I was driving my daughter home from dance class and listening to her talk about her newest obsession: princesses.
“I need a tiara like Cinderella,” she said. “I like Cinderella. She’s very pretty and her dress is awesome and she….”
She goes on and on and on about Cinderella and I’m wondering how she knows so much about her when I’m pretty sure she’s never seen the movie. Out of curiosity, I ask a simple question:
“Sweetie, who do you like better: Cinderella or Princess Tiana?”
“Cinderella,” she says, happily.
What? Now I’m confused. In our house, Princess Tiana rules and has ruled since before the movie came out. We saw it twice in theaters, own it on Blu-Ray, and have watched it a couple times a month since its release. Her room looks like her parents actually worked on the movie and got all that stuff for free. She adores her Tiana dolls and plays with them regularly, so how did Cinderella just come in and steal the show?
Was this just some innocent ramblings of a child or something more? I had flashes of the “black doll/white doll” experiments in my head and wondered if that was in fact what was going on.
“Why do you like Cinderella?” I ask.
“Because she’s pretty.”
“Is Princess Tiana pretty?”
“Yeah, she’s pretty, too.”
“So wouldn’t you want to be like Princess Tiana?”

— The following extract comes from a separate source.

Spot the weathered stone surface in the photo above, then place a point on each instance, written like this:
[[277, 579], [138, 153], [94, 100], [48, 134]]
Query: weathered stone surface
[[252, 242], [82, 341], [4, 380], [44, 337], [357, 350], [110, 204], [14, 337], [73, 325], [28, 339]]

“No, I want to be Cinderella.”
Hmm…ok.I personally liked The Princess and the Frog because it was about a woman who had a dream of opening a restaurant. She worked hard and wished on a couple stars, and finally got that restaurant, along with the man of her dreams. Cinderella, on the other hand, was mistreated by everyone she knew and was pursued by a dude who wouldn’t have even known what she looked like if she didn’t leave that glass slipper behind. But of course, my daughter is 4 and isn’t thinking of the nuances of the movie. She just enjoys a good story. Plus, Tiana spent most of the movie as a frog. Nothing too princess-y about that.
Again, I had to circle back. When did she even see Cinderella? I asked her.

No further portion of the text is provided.